The fintech-focused Alibaba affiliate said this week that it would be going public in what might amount to one of the largest initial public offerings in history, according to some estimates.
Up to this point, the world’s most sizable IPO was that of oil giant Saudi Aramco, which raised $25.6 billion in its late-2019 listing, just barely taking the title away from Alibaba’s $25 billion 2014 debut.
Although Ant Group plans to list in Shanghai and Hong Kong, U.S.-based investors may have ways to access the IPO’s potential gains, according to analysts.
One option would probably be Renaissance Capital’s International IPO ETF (IPOS), which invests in overseas companies that have recently gone public, explained Todd Rosenbluth, CFRA’s senior director of ETF and mutual fund research. According to Renaissance Capital, more than half of IPOS’ portfolio is filled with Chinese stocks. The company also has a U.S.-based ETF for IPOs, aptly named, IPO.
Chris Hempstead, director of institutional business development at IndexIQ, agrees with Rosenbluth but feels there may be a lag as far as when that will happen.
“There will be a delay. I think if anybody has the ability to do it quickly it’s a renaissance. But the broader indices, you know, look, you know they are big companies that have a criteria for index inclusion. You expect something at the size of this magnitude would be up for consideration probably in the fastest quarter time possible to be included in it. And then all those assets will be having to add that name,” said Hempstead in the same segment.

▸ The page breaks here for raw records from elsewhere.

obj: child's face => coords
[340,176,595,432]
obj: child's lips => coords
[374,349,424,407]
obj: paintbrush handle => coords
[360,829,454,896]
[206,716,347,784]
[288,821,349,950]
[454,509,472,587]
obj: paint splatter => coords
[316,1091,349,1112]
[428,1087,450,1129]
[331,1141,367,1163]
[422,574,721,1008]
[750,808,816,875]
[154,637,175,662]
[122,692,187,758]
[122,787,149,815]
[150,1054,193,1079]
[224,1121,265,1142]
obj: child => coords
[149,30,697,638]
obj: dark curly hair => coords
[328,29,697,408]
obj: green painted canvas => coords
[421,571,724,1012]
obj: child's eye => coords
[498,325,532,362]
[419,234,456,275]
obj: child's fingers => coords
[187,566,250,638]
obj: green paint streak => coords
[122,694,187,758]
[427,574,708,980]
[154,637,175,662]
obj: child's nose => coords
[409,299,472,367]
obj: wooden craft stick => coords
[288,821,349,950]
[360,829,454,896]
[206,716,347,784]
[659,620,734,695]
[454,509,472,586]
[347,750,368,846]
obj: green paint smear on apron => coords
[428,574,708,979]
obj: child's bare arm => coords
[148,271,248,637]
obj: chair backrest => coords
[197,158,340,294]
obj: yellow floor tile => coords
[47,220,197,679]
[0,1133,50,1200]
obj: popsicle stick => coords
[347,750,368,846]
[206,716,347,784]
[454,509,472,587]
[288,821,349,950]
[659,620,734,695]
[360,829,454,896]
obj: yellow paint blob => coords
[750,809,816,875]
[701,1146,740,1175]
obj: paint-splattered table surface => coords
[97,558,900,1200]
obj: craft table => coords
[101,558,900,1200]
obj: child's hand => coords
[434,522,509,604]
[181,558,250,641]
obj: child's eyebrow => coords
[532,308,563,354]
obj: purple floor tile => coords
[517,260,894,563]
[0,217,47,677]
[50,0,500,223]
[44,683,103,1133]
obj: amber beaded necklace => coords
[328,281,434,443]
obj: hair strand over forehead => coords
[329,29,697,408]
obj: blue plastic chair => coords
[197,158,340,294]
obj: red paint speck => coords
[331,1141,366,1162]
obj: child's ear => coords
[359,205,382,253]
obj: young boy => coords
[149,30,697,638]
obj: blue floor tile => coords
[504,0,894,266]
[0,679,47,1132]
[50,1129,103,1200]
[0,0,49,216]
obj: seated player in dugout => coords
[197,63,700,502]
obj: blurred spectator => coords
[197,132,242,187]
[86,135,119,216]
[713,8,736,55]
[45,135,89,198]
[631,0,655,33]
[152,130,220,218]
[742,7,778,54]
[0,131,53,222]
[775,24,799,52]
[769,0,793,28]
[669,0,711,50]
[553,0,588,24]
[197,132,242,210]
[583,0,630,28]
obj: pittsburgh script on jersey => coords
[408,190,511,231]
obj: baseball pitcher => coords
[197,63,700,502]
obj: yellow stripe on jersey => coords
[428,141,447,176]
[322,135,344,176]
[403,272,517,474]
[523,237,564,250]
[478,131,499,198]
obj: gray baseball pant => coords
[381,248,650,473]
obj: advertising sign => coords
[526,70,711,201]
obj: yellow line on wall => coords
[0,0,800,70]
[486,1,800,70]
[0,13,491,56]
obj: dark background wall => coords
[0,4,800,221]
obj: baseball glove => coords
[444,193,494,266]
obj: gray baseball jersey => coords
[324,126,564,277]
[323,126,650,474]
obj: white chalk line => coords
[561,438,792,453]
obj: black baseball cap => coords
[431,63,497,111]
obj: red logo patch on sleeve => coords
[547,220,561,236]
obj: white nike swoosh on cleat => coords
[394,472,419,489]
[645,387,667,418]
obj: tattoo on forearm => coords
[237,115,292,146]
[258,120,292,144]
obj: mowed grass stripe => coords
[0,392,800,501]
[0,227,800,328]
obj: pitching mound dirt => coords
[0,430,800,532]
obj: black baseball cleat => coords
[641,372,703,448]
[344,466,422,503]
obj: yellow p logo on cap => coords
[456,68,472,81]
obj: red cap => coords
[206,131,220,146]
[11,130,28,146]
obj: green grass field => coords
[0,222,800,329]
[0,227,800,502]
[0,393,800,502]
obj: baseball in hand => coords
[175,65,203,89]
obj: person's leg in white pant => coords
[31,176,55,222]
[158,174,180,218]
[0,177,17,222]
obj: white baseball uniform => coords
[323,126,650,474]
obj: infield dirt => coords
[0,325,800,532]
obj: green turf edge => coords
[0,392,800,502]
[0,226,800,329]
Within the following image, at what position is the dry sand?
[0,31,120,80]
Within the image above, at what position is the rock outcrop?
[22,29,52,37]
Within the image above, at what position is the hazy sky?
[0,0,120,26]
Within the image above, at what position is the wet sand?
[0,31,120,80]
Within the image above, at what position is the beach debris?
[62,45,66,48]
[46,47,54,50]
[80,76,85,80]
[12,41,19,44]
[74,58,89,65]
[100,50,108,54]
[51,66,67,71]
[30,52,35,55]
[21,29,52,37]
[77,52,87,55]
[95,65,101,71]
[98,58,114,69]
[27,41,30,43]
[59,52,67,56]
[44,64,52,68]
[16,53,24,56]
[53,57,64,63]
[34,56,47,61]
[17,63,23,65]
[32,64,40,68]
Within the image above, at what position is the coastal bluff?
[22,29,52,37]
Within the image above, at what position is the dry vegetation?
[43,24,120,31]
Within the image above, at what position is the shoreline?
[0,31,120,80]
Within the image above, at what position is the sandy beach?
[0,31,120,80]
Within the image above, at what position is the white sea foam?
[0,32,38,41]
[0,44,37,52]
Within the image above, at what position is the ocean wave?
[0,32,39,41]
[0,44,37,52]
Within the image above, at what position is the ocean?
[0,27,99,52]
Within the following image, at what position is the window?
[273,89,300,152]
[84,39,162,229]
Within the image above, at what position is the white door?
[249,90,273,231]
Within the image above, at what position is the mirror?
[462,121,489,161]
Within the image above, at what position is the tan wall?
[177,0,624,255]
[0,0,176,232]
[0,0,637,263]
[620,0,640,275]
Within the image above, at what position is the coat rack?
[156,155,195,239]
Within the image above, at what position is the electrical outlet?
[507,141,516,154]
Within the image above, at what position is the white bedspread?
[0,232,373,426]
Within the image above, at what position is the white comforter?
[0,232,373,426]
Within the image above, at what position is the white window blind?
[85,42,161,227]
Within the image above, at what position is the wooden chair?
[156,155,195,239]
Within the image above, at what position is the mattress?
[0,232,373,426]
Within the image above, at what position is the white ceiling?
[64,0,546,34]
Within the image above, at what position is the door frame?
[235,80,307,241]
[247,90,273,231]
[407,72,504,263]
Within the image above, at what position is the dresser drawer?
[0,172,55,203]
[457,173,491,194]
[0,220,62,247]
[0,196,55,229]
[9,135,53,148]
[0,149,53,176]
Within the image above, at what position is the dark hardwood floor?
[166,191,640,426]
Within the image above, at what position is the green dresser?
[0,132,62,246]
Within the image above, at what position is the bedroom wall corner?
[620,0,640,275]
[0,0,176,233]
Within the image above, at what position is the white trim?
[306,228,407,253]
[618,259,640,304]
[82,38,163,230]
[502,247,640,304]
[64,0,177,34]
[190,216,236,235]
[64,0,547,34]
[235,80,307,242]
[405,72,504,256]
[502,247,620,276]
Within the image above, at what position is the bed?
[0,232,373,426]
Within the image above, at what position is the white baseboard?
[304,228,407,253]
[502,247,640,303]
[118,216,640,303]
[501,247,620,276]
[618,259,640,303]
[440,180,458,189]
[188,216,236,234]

Both analysts agreed that broadening U.S.-China tensions have created some impediments to the China trade, but that hasn’t prevented U.S.-based investors from taking advantage of the uncertainty.
“There will be an opportunity for U.S. investors to find ways and to find vehicles overseas to get access if they absolutely need to get access to a security like this,” Hempstead said. “But … the geopolitical tensions are definitely going to be an issue going forward and it’s something to keep a very close eye on.”
To Rosenbluth, “this is the benefit of what ETFs offer, for U.S.-listed investors to get exposure to harder-to-access international markets,” he said.
“So, even though it won’t list here from an individual stock perspective, U.S. ETF investors are the winner again and again and again,” Rosenbluth said.